The biocalibrator showed other differences: Slightly faster pulse for his model. Lower blood count. Minutely higher cerebral capacity, although the content was the same. Adrenalin and bile secretions entirely unalike.
It added up to error. His child might be the superior specimen, or the inferior one, but he had not made a true copy. He had no way of knowing at the moment whether or not the infant he had built could grow into a human maturity. The other could.
Why? He had followed directions faithfully, had consulted the calibrator tape at every step. And this had resulted. Had he waited too long before starting the vitalizer? Or was it just a matter of insufficient skill?
Close to midnight, his watch delicately pointed out. It would be necessary to remove evidences of baby-making before the sisters Lipanti came home. Sam considered possibilities swiftly.

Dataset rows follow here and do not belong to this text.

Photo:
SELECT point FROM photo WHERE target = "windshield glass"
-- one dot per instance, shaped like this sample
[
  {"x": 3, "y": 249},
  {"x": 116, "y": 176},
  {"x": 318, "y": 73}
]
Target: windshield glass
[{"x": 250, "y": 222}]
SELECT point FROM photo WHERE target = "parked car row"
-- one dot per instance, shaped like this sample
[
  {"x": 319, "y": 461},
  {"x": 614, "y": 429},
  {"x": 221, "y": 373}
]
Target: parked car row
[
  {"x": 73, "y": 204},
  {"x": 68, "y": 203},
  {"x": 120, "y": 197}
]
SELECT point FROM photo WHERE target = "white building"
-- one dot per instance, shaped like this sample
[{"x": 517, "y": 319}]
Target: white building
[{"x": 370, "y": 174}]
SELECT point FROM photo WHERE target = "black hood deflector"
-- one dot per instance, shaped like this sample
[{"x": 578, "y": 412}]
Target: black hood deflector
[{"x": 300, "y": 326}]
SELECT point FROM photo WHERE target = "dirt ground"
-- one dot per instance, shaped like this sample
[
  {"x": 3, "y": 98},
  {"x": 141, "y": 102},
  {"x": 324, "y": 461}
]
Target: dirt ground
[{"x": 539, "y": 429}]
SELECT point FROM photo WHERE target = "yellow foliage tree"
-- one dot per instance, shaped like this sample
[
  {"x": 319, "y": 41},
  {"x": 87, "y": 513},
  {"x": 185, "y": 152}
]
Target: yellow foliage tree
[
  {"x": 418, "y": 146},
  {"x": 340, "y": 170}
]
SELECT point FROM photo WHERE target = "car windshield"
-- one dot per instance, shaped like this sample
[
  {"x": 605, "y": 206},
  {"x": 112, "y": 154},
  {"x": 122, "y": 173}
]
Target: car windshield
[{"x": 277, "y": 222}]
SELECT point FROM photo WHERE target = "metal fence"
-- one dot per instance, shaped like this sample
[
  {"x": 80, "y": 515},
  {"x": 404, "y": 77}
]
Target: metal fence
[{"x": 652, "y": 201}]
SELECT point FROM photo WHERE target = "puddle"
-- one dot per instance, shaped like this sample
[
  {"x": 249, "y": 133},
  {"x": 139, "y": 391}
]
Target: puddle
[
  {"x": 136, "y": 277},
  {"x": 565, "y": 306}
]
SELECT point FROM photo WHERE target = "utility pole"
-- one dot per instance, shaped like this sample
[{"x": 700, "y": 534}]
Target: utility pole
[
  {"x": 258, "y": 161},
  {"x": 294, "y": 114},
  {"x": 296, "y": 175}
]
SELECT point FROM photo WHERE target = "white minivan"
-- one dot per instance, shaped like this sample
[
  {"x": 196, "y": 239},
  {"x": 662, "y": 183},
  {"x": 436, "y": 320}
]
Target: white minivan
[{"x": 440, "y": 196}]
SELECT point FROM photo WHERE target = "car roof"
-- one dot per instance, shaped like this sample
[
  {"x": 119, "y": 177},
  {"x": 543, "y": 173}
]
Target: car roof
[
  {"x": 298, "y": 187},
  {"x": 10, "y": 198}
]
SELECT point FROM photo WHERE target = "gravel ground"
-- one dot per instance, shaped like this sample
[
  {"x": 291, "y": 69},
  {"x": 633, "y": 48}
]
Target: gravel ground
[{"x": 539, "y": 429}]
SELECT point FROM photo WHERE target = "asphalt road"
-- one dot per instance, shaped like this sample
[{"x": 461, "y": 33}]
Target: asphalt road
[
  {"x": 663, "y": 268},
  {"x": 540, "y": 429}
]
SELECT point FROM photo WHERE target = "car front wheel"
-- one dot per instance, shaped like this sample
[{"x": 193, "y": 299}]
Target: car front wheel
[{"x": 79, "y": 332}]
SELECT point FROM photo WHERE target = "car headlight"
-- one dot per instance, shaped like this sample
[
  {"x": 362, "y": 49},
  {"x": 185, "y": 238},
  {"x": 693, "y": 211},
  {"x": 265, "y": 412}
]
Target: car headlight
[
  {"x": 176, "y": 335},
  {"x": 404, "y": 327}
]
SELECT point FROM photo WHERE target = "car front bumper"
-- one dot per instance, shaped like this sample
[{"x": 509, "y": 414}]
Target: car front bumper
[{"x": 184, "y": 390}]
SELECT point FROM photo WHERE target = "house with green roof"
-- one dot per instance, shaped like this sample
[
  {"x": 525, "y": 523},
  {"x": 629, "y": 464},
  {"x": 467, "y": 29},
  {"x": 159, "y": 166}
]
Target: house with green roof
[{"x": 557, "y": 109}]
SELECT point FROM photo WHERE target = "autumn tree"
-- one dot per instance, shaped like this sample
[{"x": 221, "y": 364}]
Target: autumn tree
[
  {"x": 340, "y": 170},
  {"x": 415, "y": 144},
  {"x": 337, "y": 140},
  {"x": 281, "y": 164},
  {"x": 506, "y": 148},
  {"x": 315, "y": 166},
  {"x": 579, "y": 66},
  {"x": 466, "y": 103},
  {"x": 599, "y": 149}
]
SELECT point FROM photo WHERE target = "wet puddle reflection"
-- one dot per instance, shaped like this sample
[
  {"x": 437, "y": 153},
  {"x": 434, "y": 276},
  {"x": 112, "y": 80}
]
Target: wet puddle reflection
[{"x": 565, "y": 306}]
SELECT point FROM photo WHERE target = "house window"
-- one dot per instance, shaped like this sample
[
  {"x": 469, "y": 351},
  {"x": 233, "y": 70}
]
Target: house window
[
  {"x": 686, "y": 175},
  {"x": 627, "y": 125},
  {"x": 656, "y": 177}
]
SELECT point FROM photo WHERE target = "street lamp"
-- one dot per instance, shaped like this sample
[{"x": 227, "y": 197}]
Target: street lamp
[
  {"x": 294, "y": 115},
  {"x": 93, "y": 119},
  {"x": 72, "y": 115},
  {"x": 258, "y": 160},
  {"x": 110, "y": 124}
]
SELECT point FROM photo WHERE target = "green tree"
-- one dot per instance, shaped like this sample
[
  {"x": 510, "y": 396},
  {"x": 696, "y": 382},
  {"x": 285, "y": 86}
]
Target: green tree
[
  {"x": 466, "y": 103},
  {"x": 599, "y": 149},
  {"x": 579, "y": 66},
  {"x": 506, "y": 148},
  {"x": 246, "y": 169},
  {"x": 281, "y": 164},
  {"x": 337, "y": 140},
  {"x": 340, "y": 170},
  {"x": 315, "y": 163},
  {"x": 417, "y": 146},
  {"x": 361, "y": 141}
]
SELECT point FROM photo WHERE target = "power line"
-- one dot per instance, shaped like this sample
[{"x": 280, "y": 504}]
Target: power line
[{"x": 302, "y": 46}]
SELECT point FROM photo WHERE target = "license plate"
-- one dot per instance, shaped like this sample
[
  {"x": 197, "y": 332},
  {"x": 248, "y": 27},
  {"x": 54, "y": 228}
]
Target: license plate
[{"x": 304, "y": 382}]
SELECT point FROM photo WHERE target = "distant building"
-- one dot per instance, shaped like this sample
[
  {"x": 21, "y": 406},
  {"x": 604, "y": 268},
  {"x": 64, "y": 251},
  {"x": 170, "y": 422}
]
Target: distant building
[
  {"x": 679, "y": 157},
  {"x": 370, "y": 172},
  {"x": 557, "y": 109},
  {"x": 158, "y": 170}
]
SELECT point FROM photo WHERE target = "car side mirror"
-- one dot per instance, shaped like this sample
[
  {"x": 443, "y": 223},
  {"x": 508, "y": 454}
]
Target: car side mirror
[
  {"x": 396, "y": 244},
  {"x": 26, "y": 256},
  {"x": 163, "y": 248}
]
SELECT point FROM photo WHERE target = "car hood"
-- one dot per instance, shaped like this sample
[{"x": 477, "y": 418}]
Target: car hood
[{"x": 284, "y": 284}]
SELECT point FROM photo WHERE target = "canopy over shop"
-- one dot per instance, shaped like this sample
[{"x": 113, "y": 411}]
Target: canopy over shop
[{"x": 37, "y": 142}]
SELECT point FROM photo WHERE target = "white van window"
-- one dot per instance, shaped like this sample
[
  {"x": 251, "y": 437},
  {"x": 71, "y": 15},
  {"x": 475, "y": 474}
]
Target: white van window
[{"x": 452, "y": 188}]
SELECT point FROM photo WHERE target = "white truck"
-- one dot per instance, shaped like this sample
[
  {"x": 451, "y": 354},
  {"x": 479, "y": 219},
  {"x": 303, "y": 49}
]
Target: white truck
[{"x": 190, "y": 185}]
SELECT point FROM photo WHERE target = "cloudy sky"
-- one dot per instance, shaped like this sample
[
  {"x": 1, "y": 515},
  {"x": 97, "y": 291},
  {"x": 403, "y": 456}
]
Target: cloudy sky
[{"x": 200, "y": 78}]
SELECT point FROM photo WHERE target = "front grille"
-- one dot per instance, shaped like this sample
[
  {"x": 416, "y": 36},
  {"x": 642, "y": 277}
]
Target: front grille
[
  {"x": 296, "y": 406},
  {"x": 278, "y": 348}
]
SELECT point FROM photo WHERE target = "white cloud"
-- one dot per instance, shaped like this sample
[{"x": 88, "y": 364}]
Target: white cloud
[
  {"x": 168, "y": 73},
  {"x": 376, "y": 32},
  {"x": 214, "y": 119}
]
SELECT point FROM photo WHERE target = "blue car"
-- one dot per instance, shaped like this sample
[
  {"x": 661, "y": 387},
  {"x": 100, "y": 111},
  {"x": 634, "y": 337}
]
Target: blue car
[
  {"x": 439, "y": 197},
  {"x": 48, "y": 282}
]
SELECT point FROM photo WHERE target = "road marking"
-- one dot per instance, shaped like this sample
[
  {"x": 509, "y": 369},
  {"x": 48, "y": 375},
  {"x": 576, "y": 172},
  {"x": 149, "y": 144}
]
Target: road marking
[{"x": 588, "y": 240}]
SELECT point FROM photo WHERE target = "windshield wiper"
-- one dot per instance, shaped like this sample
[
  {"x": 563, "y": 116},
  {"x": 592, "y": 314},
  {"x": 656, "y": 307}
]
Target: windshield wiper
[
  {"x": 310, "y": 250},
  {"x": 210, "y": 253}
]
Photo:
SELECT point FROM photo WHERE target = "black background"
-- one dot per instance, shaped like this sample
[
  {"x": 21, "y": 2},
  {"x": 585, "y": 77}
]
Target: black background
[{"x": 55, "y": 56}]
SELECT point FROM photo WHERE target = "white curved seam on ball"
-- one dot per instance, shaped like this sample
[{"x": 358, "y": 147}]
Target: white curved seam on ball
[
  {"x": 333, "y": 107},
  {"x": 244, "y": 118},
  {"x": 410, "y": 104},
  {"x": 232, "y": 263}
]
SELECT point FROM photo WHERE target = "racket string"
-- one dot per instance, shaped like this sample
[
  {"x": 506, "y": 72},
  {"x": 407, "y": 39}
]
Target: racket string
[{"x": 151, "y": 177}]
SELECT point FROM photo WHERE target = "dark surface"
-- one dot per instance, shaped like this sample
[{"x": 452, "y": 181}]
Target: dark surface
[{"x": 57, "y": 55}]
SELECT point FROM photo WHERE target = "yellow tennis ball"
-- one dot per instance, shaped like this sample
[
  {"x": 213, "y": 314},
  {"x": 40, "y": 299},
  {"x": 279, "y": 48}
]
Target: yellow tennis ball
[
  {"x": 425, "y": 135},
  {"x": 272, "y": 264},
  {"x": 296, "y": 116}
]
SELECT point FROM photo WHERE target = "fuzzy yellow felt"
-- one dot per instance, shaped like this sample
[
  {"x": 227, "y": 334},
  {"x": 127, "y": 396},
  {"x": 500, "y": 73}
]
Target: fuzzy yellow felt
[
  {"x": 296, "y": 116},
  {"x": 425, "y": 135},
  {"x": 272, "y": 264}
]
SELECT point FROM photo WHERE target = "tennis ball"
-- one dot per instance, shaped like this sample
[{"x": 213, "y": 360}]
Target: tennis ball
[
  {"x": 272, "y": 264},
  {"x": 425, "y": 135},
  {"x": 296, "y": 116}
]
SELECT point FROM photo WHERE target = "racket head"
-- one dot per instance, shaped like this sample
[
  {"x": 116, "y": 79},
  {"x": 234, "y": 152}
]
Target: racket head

He came down in a few moments with an old tablecloth and a cardboard carton. He wrapped the child in the tablecloth, vaguely happy that the temperature had risen that night, then placed it in the carton.
The child gurgled at the adventure. Its original on the bed gooed in return. Sam slipped quietly out into the street.
Male and female drunks stumbled along tootling on tiny trumpets. People wished each other a hic Happy New Year as he strode down the necessary three blocks.
As he turned left, he saw the sign: “Urban Foundling Home.” There was a light burning over a side door. Convenient, but that was a big city for you.
Sam shrank into the shadow of an alley for a moment as a new idea occurred to him. This had to look genuine. He pulled a pencil out of his breast pocket and scrawled on the side of the carton in as small handwriting as he could manage: Please take good care of my darling little girl. I am not married.